Those nostalgic for '50s-era black-and-white Christmas television specials can see a full-color version Monday evening at the Burnsville Performing Arts Center.

The Girl Singers of the Hit Parade will wear their signature sparkling floor-length red ball gowns and sing holiday favorites of the era like "Christmas Alphabet" and "Boogie Woogie Santa Claus."

"People come for the dresses," Jennifer Grimm of Lauderdale says. "They stay for the music."

The group consists of Grimm, her mother Colleen Raye (the woman "at the helm," says Grimm), and Raye's sister, Debbie O'Keefe. The three toured 39 cities last year as the Girl Singers, a salute to vocalists like Rosemary Clooney, Patti Page, Connie Francis, Peggy Lee and Doris Day.

Norton Lawellin of Burnsville, their music director, says that as they toured, several theaters asked them to work up Christmas numbers, and soon they had a show. Lawellin says the show balances songs with "jokes, trivia facts and narration, skits and bits."

It's a "glorified lounge act," jokes Raye.

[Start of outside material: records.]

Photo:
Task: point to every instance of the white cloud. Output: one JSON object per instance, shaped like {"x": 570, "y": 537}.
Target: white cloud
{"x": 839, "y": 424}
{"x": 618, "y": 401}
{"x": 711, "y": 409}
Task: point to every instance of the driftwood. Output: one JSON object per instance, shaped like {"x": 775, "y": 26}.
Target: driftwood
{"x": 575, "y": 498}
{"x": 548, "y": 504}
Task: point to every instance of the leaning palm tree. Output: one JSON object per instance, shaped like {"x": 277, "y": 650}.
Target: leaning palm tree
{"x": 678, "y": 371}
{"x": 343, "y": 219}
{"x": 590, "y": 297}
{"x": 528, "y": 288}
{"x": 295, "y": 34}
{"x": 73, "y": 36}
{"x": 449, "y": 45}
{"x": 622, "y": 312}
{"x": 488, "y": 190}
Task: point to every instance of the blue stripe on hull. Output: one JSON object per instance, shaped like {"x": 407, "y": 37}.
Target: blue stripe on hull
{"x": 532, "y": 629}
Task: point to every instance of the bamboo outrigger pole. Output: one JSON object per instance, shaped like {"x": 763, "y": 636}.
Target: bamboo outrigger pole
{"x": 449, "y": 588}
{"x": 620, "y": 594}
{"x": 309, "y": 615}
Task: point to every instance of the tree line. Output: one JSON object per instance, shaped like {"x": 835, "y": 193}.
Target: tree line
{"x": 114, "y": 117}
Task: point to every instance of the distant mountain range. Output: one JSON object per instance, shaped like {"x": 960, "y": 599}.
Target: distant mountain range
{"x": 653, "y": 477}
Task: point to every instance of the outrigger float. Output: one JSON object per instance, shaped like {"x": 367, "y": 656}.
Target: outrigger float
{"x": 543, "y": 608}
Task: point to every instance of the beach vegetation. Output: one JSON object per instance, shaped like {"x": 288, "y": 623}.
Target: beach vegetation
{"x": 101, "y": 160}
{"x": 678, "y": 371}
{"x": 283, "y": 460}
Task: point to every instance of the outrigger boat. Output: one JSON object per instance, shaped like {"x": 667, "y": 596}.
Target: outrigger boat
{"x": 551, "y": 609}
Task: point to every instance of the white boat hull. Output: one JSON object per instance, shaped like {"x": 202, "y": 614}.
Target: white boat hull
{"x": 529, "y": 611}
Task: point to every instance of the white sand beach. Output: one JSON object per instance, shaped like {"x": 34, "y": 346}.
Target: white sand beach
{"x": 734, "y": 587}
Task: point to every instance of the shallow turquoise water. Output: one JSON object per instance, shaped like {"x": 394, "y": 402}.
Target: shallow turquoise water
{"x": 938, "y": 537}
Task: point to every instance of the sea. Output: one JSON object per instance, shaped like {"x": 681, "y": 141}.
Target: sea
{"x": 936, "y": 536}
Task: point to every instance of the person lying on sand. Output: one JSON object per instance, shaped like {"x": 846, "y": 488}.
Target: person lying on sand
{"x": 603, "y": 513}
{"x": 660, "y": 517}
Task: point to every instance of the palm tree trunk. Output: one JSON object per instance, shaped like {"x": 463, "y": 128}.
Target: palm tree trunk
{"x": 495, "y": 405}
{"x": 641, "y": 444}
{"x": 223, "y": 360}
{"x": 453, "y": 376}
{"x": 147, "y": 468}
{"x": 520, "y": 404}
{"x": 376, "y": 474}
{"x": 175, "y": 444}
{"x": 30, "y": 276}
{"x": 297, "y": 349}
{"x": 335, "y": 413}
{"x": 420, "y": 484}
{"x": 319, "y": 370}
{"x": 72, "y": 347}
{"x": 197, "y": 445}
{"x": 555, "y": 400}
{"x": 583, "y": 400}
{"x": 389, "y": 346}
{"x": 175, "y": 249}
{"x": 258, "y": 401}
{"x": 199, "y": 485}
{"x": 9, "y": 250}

"A lounge act on steroids," adds Grimm.

Raye and O'Keefe grew up in a musical family on a farm near Ellsworth, Wis. (Raye lives on the property today), and Raye started performing with her brother's band, the Tradewinds, when she was 15. "It was fun," she says. "I loved it. I got treated like an adult."

Raye spent 18 years performing with "The Steve Grimm and Colleen Raye Show," a nightclub show band. O'Keefe joined them when she was 13. Raye was touring through all four of her pregnancies, and the kids often came along and sang in Christmas shows, so Grimm was on stage by age 3.

"I was born on the road," she says. "I belong on the road."

Grimm brought her own kids -- a baby and a 3-year-old -- along on last year's tour. "It was hectic," she says. "But it was fun."

"Oftentimes people who have sung together for a long time tend to sing similarly, so their voices blend well," says Lawellin. "No one is in the group because they're trying to fill a slot. They all are musically successful, and they have their own bands and their own careers, and we come together. It's a lot of fun working with a group of people with that much talent."

Grimm writes music for NBC's "Sing Off," does voice-overs for commercials, and sings in a corporate band. O'Keefe, of Hudson, Wis., has been singing big band tunes with the Minnesota Jazz Orchestra for 10 years. Other family members join in, too. Raye's daughter, Sophia Grimm, is a senior this year at the Chicago College of Performing Arts and just had a lead role in "Sweeney Todd;" she sometimes steps in and takes over Jennifer's spot, and Raye's son Reed often plays drums.

"It's great. It's not until you step out of the family that you realize how talented everyone is," says Jennifer Grimm. "Everyone talks in the same language. It's just a musician's language."

The shows, Raye says, tend to be heavy on audience participation. They like to pull unsuspecting audience members onstage for numbers like "Santa Baby." The audience tends to be of the baby boomer set and older. "They know every word," says Grimm.

Lawellin says this means they generally don't have to prod audiences to join them on sing-alongs for "White Christmas" and "Silver Bells."

"Those are the songs that people always look forward to," he says. "People just start singing along if you ask them to or not.

"We want people to feel joyful," he says. "I think everyone feels good when they leave."

Liz Rolfsmeier is a Minneapolis freelance writer.